Immunity Against Bristly, Stubbly, Double Chins
I am sorry to hear about the cancellation of the ecotourism project and I do hope that the har gaos arrive safely. GUGUGUGU Heng, if possible, do bring back siew mais as well. Hao Ren YL, please stick to your original name - Sinseh, to avoid confusion in the association.
On a brighter note, I am happy to present you with a new project. In response to Uncle Neo's mission to "Seek and Destroy", I have taken measures to counter-attack such behaviour. I understand that Uncle Neo has the upper-hand in our "Tikuing Special Edition - Pass It On". Uncle Neo has been gloating about starting a new trend and will continue his endeavour to "seek and destroy" (I have absolutely no idea how he came up with such a cliche phrase).

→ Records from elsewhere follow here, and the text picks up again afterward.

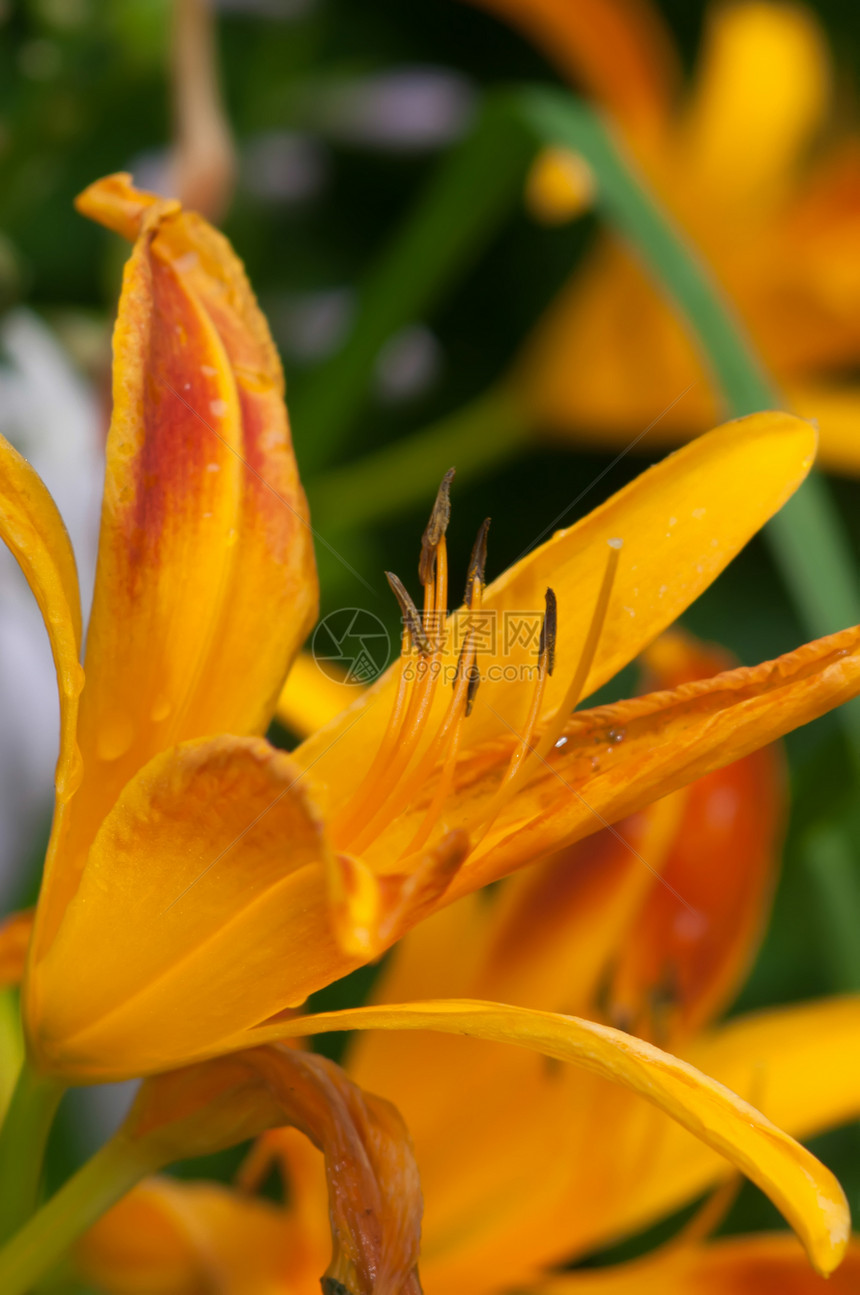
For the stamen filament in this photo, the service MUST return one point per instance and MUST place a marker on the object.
(574, 693)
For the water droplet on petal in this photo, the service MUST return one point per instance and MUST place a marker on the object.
(115, 736)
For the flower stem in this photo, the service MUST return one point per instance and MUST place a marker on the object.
(42, 1242)
(22, 1146)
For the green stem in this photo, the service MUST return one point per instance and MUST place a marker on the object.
(477, 437)
(42, 1242)
(806, 538)
(22, 1146)
(830, 860)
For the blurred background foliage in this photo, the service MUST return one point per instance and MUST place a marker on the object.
(342, 112)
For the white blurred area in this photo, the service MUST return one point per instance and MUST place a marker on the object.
(51, 416)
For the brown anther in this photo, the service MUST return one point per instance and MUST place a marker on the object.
(474, 680)
(435, 529)
(548, 631)
(478, 561)
(411, 618)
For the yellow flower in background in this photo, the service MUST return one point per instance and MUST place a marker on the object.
(527, 1166)
(200, 885)
(744, 163)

Little does he knows that the reason for his success is for the thing he calls a goatee. None of us would want to take the risk of coming in contact with that horrendous thing... Seeing how all of us loath and abhor this, I have taken the liberty of sourcing for sponsors for our Association. I have already found a few contacts for indestructible finger gloves. This is to protect our fingers and prevent them from being soiled, all in the name of tikuing. Some companies have also expressed interests in conducting R&D after they got to know about our plight. Some have offered to invent finger gloves that comes with a scissors, that are coated with disinfectant, etc, etc. I will consolidate my efforts and come to a decision quick. Soon, we shall have no fear against bristly, stubbly, double chins.
I will also do my utmost to come up with antibacterial chemical concoction to protect the rest of our associates. He who seeks and destroys shall in turn be exterminated.